China's industrial output slowed in August, while investment and retail sales both saw a slight growth. The slower growth can be attributed to the government's fresh efforts to cut industrial overcapacity and the hot weather, said Liu Aihua, a spokesperson for the National Bureau of Statistics.
The State Council Information Office holds a press conference on China's economic performance in August on Sept. 14. [Photo/China SCIO]
The country's value-added industrial output, an important economic indicator, grew by 6 percent in August compared to last year, down from the 6.4 percent in July, data from the National Bureau of Statistics (NBS) showed on Sept. 14.
On a monthly basis, industrial output in August rose 0.46 percent.
Fixed-asset investment, or spending on infrastructure and property, grew 7.8 percent year-on-year in the first eight months of this year, moderating from an 8.3 percent increase over the January-July period.

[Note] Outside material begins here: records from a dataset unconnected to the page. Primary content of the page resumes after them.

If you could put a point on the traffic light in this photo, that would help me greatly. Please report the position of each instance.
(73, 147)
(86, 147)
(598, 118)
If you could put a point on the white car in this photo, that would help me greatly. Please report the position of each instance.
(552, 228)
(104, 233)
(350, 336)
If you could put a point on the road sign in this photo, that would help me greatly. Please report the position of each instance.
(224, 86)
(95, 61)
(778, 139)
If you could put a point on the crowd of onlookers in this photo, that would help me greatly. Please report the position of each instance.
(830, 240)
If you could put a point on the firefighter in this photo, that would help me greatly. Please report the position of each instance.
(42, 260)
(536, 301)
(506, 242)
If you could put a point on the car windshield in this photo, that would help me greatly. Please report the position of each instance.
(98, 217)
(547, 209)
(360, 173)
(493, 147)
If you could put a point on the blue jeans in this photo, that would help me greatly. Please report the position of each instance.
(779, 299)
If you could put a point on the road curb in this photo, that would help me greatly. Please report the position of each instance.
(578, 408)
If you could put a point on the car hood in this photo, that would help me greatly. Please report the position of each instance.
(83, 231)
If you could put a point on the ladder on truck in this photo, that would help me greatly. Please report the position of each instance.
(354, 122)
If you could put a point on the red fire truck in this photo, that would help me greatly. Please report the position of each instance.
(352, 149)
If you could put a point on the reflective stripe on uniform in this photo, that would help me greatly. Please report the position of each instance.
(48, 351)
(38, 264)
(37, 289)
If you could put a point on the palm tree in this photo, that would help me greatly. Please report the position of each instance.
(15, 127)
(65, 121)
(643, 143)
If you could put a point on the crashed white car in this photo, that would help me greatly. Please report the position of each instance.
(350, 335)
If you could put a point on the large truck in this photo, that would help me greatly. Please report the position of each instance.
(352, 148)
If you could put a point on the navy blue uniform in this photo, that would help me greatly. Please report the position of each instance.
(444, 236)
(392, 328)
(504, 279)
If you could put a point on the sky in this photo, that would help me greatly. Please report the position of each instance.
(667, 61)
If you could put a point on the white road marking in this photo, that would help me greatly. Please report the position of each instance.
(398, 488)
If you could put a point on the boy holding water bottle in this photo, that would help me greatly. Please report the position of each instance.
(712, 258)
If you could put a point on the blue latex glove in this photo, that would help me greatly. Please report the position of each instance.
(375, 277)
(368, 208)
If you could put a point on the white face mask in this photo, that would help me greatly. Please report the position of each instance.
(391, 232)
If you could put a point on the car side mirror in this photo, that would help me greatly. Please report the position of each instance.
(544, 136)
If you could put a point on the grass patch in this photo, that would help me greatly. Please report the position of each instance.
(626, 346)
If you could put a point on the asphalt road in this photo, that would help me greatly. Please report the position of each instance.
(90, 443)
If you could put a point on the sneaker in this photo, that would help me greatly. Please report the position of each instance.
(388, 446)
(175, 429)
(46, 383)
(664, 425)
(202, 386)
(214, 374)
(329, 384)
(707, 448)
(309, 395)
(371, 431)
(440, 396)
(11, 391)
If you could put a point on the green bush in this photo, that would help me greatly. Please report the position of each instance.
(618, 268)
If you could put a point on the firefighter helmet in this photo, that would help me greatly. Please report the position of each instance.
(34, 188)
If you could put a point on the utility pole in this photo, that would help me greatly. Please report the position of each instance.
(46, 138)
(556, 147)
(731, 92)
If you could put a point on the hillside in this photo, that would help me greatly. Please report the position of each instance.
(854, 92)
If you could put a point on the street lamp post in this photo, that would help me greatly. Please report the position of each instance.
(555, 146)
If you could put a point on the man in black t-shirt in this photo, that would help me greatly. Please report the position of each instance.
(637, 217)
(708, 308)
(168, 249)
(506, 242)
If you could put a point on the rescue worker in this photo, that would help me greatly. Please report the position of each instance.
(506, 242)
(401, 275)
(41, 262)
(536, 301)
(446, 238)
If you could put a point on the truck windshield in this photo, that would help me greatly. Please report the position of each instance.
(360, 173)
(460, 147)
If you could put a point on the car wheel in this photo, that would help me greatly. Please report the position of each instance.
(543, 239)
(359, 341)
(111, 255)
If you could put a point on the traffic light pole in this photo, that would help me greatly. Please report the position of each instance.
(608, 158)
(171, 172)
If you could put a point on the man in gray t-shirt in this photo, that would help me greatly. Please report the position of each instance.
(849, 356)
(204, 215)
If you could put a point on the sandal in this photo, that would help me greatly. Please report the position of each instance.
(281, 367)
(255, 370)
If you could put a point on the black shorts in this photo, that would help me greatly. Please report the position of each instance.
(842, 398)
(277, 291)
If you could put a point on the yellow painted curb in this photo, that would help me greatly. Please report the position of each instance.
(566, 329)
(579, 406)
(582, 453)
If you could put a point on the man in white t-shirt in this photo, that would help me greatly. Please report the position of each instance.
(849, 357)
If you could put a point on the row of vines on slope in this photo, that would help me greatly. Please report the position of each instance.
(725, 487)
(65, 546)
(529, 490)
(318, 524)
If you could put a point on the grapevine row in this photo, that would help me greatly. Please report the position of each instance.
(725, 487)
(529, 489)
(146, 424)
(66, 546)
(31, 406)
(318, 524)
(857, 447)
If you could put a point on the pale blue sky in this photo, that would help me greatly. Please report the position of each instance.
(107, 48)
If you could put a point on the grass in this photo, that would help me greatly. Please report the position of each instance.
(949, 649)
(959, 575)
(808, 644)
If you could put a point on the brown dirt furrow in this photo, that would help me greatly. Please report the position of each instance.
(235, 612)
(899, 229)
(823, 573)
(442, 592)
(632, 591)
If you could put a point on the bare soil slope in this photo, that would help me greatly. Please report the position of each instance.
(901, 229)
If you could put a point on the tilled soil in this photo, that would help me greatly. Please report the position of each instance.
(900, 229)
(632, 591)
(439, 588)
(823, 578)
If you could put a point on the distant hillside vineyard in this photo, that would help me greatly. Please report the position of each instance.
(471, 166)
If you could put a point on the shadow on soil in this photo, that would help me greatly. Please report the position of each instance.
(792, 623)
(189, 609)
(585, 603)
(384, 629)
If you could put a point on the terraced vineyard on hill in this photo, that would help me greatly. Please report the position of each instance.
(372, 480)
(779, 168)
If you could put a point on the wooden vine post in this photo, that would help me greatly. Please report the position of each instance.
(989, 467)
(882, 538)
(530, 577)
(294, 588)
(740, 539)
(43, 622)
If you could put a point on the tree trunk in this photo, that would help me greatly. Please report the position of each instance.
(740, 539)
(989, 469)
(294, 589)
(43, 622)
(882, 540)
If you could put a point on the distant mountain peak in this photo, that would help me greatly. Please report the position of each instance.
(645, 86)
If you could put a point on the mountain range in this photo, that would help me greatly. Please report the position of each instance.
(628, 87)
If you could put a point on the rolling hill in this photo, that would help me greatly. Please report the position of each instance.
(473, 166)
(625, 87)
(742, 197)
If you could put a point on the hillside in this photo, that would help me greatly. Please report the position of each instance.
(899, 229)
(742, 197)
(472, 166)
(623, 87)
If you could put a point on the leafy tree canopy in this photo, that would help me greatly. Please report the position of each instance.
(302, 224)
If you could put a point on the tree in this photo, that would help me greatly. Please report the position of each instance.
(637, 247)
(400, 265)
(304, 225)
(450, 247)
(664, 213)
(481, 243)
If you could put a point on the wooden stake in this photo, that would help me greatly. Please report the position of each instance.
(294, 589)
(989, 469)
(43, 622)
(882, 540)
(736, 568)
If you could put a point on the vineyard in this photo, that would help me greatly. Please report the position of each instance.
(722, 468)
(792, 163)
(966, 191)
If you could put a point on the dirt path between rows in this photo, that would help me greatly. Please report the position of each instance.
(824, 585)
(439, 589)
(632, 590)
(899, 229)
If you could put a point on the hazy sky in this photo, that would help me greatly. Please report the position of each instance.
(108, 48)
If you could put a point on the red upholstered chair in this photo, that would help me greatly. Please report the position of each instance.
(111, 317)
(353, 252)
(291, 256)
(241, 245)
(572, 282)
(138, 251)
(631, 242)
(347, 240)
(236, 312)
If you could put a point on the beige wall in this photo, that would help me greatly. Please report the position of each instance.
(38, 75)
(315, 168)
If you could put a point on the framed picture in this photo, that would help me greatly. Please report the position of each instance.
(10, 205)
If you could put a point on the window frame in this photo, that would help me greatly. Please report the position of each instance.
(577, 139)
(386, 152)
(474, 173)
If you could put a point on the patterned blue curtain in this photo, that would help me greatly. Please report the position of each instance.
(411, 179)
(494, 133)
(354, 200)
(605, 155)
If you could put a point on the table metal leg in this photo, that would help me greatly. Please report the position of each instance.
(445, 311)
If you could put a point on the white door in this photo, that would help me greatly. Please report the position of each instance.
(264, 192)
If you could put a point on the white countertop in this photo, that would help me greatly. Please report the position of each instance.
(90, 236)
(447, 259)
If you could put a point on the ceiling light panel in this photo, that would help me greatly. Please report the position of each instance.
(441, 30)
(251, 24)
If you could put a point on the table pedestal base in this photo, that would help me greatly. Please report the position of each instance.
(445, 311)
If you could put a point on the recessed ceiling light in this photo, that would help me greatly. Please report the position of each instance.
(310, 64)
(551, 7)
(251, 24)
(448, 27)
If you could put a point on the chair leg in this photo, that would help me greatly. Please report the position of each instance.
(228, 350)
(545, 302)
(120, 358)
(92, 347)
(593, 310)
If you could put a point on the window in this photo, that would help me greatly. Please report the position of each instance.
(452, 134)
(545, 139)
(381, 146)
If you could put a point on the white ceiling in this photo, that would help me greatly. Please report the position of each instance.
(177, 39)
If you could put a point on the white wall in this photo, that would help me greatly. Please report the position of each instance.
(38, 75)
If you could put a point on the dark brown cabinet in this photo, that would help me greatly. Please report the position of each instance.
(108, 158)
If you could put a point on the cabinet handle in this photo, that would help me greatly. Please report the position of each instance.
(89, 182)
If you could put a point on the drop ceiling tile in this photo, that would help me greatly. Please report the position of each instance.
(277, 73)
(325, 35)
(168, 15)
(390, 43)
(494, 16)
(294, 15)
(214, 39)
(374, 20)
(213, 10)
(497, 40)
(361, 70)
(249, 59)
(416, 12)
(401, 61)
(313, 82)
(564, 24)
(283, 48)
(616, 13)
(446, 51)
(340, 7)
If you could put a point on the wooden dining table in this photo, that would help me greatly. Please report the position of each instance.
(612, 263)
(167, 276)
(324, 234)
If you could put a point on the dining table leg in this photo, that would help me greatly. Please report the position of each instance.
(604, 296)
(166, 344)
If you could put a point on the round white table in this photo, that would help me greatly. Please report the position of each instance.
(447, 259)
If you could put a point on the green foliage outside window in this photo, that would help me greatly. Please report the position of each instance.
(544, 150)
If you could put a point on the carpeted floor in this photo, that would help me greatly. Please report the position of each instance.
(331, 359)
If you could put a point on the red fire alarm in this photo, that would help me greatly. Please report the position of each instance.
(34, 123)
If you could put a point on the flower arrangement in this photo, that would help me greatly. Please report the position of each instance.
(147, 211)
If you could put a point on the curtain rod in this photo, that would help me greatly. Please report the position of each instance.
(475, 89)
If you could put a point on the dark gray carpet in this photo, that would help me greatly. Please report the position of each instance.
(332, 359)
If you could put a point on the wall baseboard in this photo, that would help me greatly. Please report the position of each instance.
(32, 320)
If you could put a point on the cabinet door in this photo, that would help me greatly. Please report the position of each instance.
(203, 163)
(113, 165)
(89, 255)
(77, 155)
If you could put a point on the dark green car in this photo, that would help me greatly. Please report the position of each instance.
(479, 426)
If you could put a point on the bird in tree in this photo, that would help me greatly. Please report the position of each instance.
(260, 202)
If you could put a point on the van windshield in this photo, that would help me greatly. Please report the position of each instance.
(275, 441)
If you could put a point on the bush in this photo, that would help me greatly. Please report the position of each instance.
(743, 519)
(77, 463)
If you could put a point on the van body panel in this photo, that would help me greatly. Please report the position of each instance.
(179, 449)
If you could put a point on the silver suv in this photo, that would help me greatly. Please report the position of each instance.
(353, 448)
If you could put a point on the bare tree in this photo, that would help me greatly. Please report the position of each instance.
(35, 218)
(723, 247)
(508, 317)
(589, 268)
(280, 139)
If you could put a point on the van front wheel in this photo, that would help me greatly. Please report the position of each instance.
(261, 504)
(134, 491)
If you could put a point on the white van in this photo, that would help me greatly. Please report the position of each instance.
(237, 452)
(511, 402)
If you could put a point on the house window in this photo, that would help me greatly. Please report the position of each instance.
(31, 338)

Retail sales rose by 10.1 percent in August from a year earlier, cooling from July's 10.4 percent pace, as China is trying to shift its economy toward a growth model driven by consumer spending, innovation and services, while weaning it off an over-reliance on exports and investment.
Growth of private investment slowed to 6.4 percent in January-August from 6.9 percent in the first seven months of the year, suggesting small- and medium-sized private firms still face challenges in accessing financing.
Private investment accounts for about 60 percent of overall investment in China.
The government is targeting an annual economic growth of around 6.5 percent this year, down from the 6.7-percent pace seen in 2016.
In the first half of the year, the economy grew at a 6.9 percent year-on-year pace.
Liu said that Chinese economy remained on a steady and improving trend.